Fig. 19.—Caturus elongatus Agassiz. Jurassic. Family Isopholidæ. (After Zittel.)
Fig. 20.—Notagogus pentlandi Agassiz. Jurassic. Family Macrosemiidæ. (After Woodward.)
Fig. 21.—Ptycholepis curtus Egerton. Lias. Family Isopholidæ. (After Woodward.)
Of Pholidophorus, with scales joined by peg-and-socket joints and uniform in size, there are many species. Pholidophorus latiusculus and many others are found in the Triassic of England and the Continent. Pholidophorus americanus occurs in the Jurassic of South Dakota. Pleuropholis, with the scales on the lateral line, which runs very low, excessively deepened, is also widely distributed. I have before me a new species from the Cretaceous rocks near Los Angeles. The Archæomænidæ differ from Pholidophoridæ in having cycloid scales. In both families the vertebræ are reduced to rings about the notochord. From fishes allied to the Pholidophoridæ the earliest Isospondyli are probably descended.
Fig. 22.—Pholidophorus crenulatus Egerton. Lias. (After Woodward.)

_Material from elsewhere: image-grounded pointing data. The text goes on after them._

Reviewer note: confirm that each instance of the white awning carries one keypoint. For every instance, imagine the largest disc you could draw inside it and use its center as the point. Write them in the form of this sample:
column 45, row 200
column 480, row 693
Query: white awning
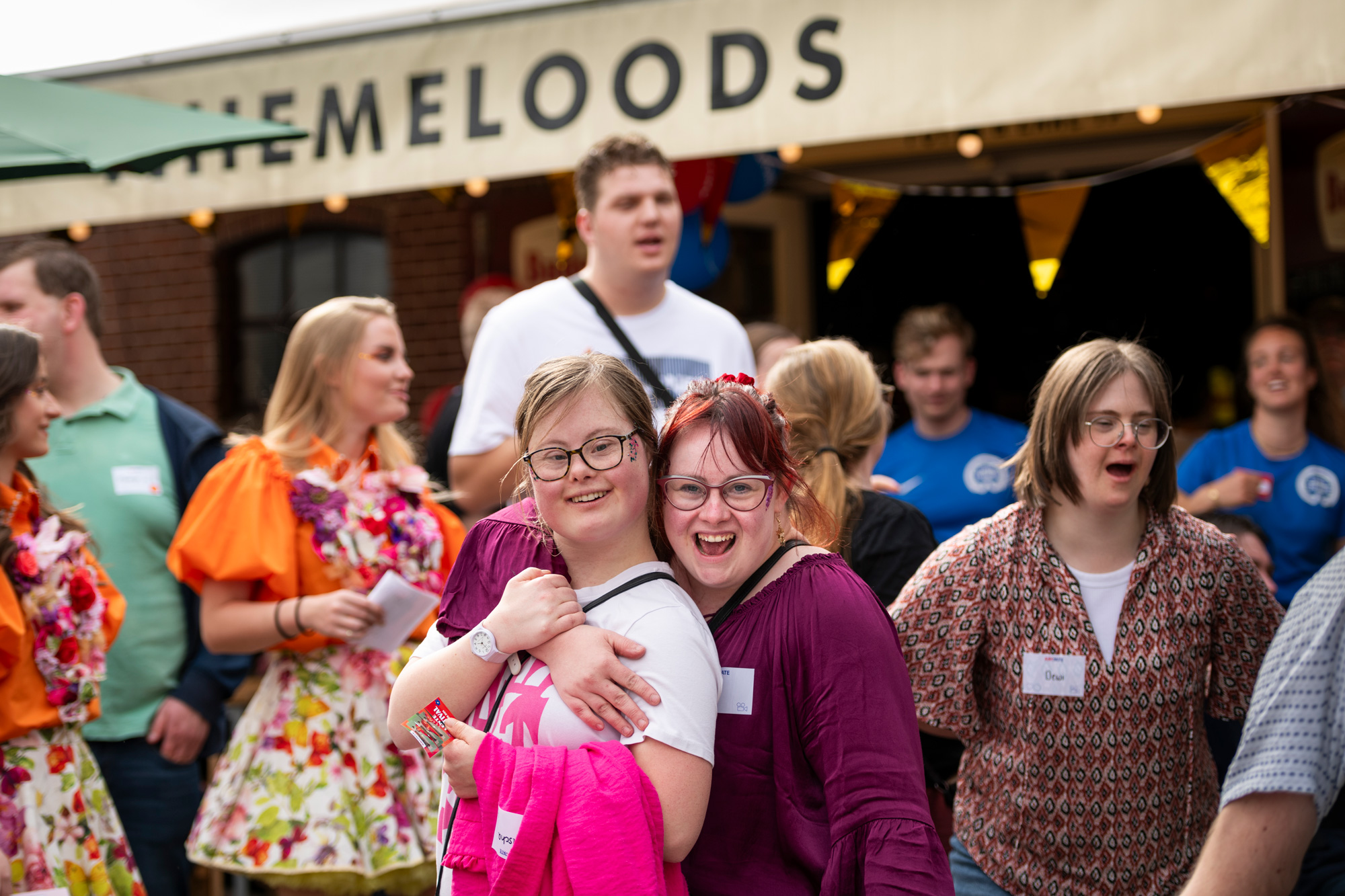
column 513, row 88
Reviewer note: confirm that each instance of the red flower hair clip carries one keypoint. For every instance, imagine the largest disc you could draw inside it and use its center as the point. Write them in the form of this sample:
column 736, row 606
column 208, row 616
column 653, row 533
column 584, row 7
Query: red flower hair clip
column 743, row 380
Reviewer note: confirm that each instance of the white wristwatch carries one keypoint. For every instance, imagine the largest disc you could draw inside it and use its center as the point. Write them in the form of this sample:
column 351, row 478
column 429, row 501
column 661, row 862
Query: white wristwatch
column 484, row 645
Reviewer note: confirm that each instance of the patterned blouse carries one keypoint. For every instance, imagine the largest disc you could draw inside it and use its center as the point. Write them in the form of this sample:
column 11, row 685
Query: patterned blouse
column 1112, row 791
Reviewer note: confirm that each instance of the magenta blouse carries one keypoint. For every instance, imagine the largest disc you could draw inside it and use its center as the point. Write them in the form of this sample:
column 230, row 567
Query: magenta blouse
column 820, row 788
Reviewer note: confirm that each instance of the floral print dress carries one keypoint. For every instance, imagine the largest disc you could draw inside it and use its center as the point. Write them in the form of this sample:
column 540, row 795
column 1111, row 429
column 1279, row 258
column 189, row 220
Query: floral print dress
column 59, row 614
column 311, row 791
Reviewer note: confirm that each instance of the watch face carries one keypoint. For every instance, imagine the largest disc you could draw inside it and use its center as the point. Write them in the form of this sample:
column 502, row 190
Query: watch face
column 482, row 643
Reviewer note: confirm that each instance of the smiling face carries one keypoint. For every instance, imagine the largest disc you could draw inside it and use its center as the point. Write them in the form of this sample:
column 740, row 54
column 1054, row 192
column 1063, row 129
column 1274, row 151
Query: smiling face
column 1113, row 478
column 637, row 220
column 377, row 389
column 1278, row 373
column 718, row 545
column 592, row 506
column 29, row 420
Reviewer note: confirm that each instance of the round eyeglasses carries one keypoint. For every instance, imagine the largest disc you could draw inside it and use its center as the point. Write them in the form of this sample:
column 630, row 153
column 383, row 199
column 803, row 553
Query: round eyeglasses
column 740, row 493
column 1151, row 432
column 599, row 452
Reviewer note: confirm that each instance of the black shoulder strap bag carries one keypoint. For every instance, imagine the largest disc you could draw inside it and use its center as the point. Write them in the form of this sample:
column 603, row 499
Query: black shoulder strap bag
column 524, row 658
column 646, row 370
column 746, row 588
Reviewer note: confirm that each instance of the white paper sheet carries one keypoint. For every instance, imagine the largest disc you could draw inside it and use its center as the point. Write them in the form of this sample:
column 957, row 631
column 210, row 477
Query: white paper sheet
column 404, row 606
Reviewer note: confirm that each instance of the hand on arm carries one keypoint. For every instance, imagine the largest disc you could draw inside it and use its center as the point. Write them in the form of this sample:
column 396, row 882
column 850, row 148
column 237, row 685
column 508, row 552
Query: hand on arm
column 232, row 623
column 486, row 481
column 536, row 607
column 683, row 782
column 1256, row 846
column 1238, row 489
column 592, row 681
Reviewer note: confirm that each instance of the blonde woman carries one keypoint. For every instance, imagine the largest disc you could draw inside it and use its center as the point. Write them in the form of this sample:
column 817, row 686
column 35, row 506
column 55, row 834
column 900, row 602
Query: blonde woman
column 839, row 419
column 283, row 540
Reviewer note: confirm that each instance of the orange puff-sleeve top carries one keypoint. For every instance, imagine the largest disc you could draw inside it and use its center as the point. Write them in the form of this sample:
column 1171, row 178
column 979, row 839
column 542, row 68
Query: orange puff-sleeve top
column 240, row 526
column 24, row 692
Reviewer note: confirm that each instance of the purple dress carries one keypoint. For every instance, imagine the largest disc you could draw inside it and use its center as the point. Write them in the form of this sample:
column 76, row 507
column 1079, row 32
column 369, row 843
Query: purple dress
column 820, row 788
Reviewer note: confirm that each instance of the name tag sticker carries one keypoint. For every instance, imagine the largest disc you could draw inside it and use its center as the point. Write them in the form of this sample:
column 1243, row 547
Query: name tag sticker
column 137, row 481
column 1054, row 674
column 506, row 831
column 736, row 693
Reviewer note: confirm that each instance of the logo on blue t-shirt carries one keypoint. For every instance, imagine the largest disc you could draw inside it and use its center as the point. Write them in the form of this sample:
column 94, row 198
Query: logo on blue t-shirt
column 1319, row 486
column 984, row 475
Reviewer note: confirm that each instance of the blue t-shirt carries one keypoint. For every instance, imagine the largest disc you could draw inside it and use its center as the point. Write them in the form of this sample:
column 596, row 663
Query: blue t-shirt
column 956, row 481
column 1305, row 514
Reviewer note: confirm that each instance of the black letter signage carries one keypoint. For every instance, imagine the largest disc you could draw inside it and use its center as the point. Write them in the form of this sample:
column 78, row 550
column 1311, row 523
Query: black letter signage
column 722, row 42
column 559, row 61
column 475, row 127
column 829, row 61
column 623, row 96
column 270, row 103
column 332, row 110
column 420, row 108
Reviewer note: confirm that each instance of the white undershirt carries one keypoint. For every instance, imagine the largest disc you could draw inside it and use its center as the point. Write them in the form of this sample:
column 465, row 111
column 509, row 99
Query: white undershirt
column 1104, row 596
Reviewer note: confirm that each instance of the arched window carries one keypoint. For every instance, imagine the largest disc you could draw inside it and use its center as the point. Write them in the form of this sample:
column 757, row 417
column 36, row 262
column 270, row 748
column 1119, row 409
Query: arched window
column 274, row 284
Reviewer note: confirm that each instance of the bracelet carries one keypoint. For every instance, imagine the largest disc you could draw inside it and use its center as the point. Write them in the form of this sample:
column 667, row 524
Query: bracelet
column 299, row 626
column 276, row 619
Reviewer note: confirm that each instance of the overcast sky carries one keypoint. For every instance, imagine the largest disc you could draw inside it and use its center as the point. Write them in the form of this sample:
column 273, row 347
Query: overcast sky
column 49, row 36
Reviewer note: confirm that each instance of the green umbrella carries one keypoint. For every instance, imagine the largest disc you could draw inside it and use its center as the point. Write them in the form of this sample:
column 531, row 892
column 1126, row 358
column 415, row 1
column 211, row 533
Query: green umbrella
column 53, row 128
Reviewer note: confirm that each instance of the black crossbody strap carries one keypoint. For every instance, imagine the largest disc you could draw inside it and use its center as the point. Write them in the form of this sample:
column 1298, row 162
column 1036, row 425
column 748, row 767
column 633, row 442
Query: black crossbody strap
column 626, row 587
column 742, row 594
column 646, row 370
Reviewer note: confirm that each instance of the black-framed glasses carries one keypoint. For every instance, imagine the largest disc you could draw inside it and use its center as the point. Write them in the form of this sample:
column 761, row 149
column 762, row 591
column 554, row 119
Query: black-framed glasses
column 599, row 452
column 740, row 493
column 1108, row 431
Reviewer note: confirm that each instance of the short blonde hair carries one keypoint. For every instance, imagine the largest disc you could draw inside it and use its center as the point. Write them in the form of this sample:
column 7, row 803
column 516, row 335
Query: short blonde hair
column 323, row 345
column 1063, row 397
column 923, row 326
column 560, row 381
column 833, row 399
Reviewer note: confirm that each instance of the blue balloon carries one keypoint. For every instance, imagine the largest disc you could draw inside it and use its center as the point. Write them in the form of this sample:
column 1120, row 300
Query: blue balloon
column 753, row 177
column 697, row 266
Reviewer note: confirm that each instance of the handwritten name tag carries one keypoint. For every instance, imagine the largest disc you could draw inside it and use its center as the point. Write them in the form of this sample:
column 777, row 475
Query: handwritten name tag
column 1054, row 674
column 506, row 831
column 736, row 693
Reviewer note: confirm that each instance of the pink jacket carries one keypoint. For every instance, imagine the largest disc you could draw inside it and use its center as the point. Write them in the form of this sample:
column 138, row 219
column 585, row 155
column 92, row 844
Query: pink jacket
column 521, row 837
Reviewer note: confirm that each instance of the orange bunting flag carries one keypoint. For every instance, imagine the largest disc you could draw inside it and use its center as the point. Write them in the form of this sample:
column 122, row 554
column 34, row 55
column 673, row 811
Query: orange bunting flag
column 859, row 212
column 1048, row 221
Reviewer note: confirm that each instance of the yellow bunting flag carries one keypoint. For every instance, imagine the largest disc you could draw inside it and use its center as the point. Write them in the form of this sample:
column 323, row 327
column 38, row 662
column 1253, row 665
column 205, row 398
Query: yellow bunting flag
column 1048, row 221
column 860, row 210
column 1239, row 167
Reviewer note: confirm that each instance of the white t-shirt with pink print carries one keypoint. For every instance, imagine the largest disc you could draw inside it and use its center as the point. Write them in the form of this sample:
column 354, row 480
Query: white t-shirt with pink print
column 680, row 662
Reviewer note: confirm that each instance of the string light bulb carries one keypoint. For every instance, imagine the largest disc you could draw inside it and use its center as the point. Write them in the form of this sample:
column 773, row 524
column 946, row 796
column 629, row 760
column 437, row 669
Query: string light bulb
column 970, row 145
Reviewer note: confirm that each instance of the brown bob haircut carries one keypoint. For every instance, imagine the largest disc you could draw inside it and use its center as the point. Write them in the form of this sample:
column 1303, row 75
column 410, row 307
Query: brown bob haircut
column 1062, row 400
column 61, row 271
column 607, row 157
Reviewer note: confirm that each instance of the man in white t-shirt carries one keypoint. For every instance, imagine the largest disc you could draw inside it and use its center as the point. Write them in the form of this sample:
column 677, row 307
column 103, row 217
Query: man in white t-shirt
column 631, row 220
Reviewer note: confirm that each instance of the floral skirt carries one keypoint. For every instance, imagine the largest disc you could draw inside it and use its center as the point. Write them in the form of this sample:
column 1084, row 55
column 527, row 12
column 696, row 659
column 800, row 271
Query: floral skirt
column 311, row 792
column 57, row 821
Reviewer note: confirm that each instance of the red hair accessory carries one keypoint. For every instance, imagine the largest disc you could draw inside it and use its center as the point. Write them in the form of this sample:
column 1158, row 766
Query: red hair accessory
column 743, row 380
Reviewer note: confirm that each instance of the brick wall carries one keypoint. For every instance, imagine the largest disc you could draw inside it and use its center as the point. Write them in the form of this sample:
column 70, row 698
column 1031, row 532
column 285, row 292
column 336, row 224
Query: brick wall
column 163, row 303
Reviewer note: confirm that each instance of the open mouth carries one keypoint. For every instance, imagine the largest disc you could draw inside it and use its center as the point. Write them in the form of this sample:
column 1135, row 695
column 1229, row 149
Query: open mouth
column 715, row 545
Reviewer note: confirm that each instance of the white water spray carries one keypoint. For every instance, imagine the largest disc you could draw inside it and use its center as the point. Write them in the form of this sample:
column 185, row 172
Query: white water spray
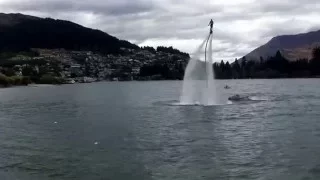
column 198, row 82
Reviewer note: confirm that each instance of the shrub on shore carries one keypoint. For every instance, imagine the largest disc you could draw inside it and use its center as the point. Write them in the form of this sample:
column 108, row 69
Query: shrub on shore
column 13, row 80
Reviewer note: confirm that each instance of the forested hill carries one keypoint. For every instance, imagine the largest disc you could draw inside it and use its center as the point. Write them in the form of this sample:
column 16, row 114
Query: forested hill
column 21, row 32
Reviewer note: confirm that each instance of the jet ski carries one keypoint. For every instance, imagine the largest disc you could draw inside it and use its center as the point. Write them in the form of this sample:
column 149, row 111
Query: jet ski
column 237, row 97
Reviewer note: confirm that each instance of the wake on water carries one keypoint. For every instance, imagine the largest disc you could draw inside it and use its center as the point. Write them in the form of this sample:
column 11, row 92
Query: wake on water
column 198, row 82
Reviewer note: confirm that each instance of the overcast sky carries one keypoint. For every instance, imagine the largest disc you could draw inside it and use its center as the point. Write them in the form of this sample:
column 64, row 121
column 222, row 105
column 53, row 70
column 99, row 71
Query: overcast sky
column 240, row 25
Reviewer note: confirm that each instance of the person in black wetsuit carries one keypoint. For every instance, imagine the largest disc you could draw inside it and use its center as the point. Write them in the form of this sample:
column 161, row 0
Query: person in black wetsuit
column 211, row 24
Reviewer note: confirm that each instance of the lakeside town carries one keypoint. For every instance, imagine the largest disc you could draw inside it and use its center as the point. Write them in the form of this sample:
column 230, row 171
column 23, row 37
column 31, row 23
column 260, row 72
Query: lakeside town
column 60, row 66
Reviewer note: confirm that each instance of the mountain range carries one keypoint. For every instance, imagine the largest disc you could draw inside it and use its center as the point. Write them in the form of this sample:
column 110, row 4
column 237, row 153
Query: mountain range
column 292, row 47
column 20, row 32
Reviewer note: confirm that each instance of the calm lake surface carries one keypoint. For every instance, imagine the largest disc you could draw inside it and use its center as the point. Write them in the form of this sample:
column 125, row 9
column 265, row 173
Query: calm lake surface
column 131, row 131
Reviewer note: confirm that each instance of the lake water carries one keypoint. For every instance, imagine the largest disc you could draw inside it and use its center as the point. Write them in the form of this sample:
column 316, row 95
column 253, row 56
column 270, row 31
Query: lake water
column 131, row 131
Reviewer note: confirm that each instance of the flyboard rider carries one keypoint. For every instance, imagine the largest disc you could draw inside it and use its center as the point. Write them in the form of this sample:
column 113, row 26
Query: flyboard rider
column 211, row 24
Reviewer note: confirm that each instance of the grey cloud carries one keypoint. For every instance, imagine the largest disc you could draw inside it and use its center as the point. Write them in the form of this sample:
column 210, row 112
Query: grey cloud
column 140, row 20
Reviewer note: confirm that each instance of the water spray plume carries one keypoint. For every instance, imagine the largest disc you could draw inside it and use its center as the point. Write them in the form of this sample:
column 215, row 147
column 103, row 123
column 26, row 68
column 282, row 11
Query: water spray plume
column 198, row 83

In the Aspidorhynchidæ the snout is more or less produced, the mandible has a distinct presymphysial bone, the vertebræ are double-concave or ring-like, and the fins are without fulcra. This family constitutes the suborder Ætheospondyli. In form these fishes resemble Albula and other modern types, but have mailed heads and an ancient type of scales. Two genera are well known, Aspidorhynchus and Belonostomus. Aspidorhynchus acutirostris reaches a length of three feet, and is found in the Triassic lithographic stone of Bavaria. Other species occur in rocks of Germany and England.